In a boat, there will be more moment-to-moment variability in speed than there will be on land. You will need to think more in averages than in moment-to-moment numbers, and that encourages planning the pace for an entire piece or race, not just the “I’m doing a power ten” mentality.
If you are in your single and don’t wish to switch to a training plan where you test every six weeks to obtain new training splits, you can still train by pace. When you do a piece at a particular level of effort, if it’s a calm day you can note your average pace. The next time you do that piece, aim to keep the pace constant at your average pace. If you can raise that constant pace by a small amount over time, so much the better. Regardless, you should be able to use your speed coach to help you with the tiny refinements in technique that come from associating your movements with changes in boat speed.
Try it!
Karen, I love your blog and am glad to see that you're back at it. The posts on Proxies and Training by Pace are really interesting to me because they get at why I've always loved the erg so much. Training by splits is really motivating for me, but I've never really cared much about splits on the water because I never knew what to aim for and just went by perceived effort. So I'm eager to give this a try with my HOCR training.

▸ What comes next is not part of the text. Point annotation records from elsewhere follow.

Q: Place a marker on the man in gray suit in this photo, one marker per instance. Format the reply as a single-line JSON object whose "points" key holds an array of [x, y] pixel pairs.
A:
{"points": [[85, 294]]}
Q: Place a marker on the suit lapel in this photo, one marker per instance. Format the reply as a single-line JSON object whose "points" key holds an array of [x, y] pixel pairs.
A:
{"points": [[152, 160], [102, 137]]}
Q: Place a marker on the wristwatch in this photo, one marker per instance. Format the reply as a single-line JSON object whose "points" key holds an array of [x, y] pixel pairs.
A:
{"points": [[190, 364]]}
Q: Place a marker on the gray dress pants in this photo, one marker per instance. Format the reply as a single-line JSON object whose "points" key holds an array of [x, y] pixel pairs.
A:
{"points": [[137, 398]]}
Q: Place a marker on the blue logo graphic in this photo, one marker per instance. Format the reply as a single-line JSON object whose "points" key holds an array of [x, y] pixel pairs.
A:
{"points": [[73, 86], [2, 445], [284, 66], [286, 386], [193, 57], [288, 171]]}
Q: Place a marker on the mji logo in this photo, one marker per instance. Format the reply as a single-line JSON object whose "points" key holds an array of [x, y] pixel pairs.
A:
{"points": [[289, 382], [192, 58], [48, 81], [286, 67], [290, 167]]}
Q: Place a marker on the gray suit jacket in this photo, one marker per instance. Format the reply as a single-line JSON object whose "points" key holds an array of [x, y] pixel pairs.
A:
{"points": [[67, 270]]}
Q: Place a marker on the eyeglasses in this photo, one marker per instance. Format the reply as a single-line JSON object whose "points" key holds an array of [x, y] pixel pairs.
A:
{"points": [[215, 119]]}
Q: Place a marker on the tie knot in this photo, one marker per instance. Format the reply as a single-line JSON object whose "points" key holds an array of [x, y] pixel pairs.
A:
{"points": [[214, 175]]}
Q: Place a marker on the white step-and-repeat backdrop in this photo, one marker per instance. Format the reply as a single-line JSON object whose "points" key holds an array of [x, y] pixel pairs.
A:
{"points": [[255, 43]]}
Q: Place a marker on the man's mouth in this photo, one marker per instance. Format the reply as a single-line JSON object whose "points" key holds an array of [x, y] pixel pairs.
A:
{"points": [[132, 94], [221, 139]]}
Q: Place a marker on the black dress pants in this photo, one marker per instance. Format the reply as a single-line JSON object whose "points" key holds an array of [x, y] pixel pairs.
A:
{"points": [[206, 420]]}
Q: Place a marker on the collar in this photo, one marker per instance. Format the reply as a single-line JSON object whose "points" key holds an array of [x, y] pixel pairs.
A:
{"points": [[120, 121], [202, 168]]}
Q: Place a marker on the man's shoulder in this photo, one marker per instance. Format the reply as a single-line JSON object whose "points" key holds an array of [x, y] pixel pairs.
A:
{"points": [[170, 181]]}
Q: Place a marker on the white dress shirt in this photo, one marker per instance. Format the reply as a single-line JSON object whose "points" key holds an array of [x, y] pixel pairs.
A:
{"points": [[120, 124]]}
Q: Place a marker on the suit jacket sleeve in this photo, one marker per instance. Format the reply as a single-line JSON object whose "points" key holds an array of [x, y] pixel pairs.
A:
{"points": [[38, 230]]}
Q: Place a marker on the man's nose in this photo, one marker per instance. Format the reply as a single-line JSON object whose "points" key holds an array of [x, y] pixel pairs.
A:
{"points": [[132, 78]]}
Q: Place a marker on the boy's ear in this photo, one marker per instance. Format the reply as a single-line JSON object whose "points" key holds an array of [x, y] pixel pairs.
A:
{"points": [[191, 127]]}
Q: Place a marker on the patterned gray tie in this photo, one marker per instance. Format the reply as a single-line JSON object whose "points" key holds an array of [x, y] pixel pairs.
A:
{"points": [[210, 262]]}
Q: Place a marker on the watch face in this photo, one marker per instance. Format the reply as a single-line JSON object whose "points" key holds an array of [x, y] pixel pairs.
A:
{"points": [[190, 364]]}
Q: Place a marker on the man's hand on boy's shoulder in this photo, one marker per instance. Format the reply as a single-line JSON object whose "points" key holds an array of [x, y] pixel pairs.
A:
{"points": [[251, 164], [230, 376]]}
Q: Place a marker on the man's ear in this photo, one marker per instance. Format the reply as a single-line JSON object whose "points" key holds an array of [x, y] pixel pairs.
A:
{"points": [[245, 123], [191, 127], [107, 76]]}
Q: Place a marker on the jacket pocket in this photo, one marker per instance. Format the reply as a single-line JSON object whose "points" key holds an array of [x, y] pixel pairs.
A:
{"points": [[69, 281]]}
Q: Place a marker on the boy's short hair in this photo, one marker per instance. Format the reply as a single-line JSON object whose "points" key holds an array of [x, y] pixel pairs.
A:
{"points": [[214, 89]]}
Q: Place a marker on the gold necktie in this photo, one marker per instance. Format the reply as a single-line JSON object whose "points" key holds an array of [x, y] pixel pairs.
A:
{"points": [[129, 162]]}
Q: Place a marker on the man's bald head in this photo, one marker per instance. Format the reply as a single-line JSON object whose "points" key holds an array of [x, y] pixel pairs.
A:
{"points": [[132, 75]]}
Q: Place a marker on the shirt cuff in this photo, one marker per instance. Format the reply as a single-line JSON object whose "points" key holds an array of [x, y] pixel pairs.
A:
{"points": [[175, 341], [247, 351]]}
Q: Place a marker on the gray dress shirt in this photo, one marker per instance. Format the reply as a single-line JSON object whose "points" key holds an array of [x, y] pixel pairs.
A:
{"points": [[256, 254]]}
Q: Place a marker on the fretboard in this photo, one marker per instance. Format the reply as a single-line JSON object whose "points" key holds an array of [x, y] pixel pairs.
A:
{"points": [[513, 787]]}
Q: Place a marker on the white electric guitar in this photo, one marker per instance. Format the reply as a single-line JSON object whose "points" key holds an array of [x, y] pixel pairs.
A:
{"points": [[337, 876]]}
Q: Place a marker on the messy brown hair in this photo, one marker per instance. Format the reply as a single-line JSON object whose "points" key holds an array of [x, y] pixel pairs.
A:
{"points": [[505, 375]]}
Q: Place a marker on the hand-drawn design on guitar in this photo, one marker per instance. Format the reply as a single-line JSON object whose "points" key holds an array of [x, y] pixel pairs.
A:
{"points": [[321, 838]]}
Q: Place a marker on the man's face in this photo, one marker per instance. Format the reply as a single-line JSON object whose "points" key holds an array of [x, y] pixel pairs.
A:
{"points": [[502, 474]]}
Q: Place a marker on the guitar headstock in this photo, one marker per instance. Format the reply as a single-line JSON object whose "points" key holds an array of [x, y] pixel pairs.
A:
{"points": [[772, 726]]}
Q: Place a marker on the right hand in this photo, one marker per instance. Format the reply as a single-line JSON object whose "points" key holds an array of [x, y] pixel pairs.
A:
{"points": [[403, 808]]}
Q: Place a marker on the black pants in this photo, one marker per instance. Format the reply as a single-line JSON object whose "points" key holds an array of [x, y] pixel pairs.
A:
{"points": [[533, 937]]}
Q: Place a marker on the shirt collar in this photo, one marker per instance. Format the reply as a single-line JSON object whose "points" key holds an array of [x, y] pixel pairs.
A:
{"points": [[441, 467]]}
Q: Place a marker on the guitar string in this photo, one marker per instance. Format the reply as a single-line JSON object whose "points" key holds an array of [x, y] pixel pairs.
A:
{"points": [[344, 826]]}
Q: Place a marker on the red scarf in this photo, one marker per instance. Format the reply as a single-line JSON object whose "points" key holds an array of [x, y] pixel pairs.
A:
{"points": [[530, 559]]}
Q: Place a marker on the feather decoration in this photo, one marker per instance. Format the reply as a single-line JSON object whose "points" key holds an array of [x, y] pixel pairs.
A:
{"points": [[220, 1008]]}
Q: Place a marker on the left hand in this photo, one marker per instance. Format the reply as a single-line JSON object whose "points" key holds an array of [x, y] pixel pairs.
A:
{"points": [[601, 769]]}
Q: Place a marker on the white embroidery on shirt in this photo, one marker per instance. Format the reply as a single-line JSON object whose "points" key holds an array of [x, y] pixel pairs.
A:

Kick me if this is answered in your posts, but can you give some guidelines for determining goal splits based on the 20' or 30' on the water test? How many seconds should be added for the different category levels? I've particularly struggled with figuring out how hard SS should be.
Thanks for writing!
Joy
Posted by: Joy | August 17, 2009 at 10:06 AM
Hey Joy!
Wow, you like the erg. Interesting.... I thought it would be because you are so tall, and therefore can do really well. Not that I'm jealous. No, not at all.
The way you do a 20' on-water or on-erg test and get your splits is relatively easy (except for doing the actual test). The second hardest part is remembering to shut your timer off right after twenty minutes.
Then you calculate or find your average split (time per 500m) from that piece.
Category VI (easy steady state) is 13 seconds slower than your average
Category V (vigorous steady state) is 8 second slower
Category IV (~head-pace) is 2 seconds slower
Category III (~2K pace) is 2 seconds faster
Category II and Category I can be determined from the average, but it's not that accurate or needed, since these are usually all-out for the distance or time (2'/500m and <30", respectively). You can find more information in Ed McNeely's book "Training for Rowing."
If you want to do this kind of training, give yourself a rest-and-test week every 6 weeks (5 weeks on, 1 week off). During that off week, no more than 30' of easy steady state per day, except for the day when you redo your 20' piece.
Can't wait to see how you do this year!